A huge router for a tiny site
This has to be seen to be believed. First, look at this picture of a Cisco 3945 installed at some library in West Virginia. Notice the wires, or perhaps, the lack thereof. Up at the top right, there appears to be a square beige jack. Perhaps it is the NID.
It's hard to tell exactly where it goes, but it looks like it loops around a couple of times and then plugs in somewhere. Then there are a couple of shorter patch cables, one green and one blue, and those seem to cross-connect different ports on the same device, strangely enough. The green one definitely plugs the Cisco into itself, and the blue one almost certainly does, but it's hard to tell for sure from the picture.
What's going on here? Well, this is a huge router which has been installed for a library with four computers.

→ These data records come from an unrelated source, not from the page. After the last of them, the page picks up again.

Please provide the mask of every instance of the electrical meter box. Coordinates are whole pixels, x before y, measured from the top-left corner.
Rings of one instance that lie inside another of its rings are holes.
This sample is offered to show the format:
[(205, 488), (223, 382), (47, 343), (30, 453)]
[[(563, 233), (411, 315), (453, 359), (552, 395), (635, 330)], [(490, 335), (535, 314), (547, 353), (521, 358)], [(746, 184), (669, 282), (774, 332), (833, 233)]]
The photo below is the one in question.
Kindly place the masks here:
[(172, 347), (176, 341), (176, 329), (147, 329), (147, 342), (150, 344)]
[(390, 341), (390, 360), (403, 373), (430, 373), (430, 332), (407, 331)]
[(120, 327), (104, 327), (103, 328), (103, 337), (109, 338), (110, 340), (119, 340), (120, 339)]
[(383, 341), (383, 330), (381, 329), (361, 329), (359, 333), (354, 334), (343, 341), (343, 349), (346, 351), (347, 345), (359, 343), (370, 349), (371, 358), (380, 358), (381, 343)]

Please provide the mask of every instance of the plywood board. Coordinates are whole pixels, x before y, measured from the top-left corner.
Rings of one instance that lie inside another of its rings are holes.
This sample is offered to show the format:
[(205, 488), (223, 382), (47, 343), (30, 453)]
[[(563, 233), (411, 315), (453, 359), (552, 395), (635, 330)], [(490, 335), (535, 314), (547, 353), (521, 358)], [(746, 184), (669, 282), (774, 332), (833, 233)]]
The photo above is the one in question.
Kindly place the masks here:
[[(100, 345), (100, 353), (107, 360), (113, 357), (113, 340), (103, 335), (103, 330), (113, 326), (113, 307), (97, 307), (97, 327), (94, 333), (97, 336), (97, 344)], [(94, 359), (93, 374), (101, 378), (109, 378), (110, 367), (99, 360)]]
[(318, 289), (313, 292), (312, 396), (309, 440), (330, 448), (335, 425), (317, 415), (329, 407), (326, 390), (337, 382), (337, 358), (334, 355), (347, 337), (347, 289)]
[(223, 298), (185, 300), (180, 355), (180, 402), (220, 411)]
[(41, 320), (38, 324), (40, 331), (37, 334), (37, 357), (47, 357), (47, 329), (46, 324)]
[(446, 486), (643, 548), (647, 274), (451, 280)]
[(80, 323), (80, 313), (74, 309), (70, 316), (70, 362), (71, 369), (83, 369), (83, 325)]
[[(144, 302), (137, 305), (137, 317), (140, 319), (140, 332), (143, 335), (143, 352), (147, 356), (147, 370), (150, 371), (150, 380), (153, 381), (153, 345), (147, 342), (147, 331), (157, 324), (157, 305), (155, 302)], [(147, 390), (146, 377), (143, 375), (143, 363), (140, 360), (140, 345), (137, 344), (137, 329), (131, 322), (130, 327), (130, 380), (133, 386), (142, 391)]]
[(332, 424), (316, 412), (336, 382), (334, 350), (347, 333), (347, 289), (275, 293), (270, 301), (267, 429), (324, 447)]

No, really, seriously. Check out the news article about it.
Remember my post about the Stratton Meadows shuffle? It appears this is business as usual with federal funding.
Take another look at that router picture. Notice the distinct lack of wires coming up to it. Subtracting the crazy apparent cross-connection patch cords, it seems it might just be sitting between that jack and some other device (like a switch) which is out of frame down below - follow the blue cord on the right side and you'll see what I mean.
So, let's recap. It's probably a copper T1 port, then a massive router, and what seems to be a single Ethernet interface dropping out to the local network. That local network can't be too big, given there are four public terminals.
Using that router for that kind of job is just plain overkill. It may be fun, but boy is it pointless.